NEW HAVEN, CT – Every week, residents and Yale students purchase hundreds of slices of pizza from the two trucks stationed regularly on campus, but local pizzeria owners are calling the situation unfair.

Since mid-October, New Haven Pizza Truck has set up outside Sprague Memorial Hall on College Street, while Big Green Truck Pizza has parked outside the Apple store on Broadway every Monday since the beginning of the school year. Both trucks are stationed less than one block away from sit-down pizzerias, whose managers claim that the food trucks present them with too much competition.

“Sometimes I don’t think it’s fair for them to be around where there is another pizza place,” said Marilda Marrichi, co-manager of Wall Street Pizza.

Before New Haven Pizza Truck arrived just around the corner from Wall Street Pizza, another pizza truck had been set up in the same spot.

George Koutroumanis, owner and manager of Yorkside Pizza, said that the situation is unfair because his business has to comply with laws from which the street vendors are exempt, such as sanitary regulations and higher fixed costs.
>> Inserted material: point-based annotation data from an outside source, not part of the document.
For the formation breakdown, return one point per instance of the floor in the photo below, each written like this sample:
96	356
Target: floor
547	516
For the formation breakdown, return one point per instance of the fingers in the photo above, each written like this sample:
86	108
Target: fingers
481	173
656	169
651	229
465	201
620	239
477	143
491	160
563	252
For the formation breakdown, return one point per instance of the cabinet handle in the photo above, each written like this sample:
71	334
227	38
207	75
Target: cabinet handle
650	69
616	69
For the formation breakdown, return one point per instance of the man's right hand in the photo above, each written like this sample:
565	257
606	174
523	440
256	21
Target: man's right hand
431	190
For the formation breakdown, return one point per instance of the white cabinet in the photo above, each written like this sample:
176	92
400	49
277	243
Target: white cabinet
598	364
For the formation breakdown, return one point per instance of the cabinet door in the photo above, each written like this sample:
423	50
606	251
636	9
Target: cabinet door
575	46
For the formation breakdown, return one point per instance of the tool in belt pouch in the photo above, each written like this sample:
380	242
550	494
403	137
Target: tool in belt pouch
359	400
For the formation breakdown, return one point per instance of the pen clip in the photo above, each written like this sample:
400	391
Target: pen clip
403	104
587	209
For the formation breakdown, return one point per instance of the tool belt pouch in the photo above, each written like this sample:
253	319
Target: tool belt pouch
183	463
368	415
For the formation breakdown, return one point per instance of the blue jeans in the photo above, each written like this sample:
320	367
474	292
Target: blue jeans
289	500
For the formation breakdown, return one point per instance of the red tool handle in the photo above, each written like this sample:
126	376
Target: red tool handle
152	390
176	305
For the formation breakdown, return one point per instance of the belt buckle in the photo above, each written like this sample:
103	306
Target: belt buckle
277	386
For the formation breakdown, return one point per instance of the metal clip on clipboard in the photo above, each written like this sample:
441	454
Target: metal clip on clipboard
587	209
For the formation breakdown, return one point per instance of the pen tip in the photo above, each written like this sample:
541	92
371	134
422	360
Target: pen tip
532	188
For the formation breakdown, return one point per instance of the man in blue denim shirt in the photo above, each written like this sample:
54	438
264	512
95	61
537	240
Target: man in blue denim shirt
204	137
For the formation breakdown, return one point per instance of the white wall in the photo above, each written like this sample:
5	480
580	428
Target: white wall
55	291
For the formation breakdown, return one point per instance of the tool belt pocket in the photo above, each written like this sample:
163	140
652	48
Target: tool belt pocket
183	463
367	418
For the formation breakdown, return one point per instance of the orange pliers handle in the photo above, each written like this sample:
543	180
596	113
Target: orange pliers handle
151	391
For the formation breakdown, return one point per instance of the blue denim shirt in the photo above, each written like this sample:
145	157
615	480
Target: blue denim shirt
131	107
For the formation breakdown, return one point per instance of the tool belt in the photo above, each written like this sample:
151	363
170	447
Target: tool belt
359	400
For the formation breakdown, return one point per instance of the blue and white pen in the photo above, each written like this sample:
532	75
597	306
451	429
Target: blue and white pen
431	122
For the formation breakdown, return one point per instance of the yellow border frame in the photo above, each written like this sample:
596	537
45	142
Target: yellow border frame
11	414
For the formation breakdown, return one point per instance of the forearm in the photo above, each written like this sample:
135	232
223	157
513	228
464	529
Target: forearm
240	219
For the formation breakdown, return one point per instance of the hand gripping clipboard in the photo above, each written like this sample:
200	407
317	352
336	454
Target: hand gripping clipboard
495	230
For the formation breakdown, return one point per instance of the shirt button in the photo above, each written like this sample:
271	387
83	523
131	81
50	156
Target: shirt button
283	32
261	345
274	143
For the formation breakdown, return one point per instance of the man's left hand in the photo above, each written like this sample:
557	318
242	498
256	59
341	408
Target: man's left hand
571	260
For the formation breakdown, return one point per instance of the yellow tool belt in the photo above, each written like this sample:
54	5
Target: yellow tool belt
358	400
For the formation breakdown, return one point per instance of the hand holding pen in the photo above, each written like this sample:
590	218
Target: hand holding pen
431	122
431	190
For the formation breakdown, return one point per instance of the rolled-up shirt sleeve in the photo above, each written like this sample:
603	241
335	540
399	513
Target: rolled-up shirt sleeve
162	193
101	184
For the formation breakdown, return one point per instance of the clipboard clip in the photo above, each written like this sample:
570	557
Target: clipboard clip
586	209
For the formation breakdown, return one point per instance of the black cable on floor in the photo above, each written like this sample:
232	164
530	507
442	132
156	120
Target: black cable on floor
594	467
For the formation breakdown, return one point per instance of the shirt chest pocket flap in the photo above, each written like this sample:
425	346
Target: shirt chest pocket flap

In total, he said he pays around $110,000 per year in overhead.

In contrast, street vendors are only required to pay around $500 in itinerant food service fees to the city, according to the city of New Haven website.

To protect small independent restaurants, Koutroumanis suggested that the city increase the licensing fees for street vendors or limit the areas in which they are allowed to operate.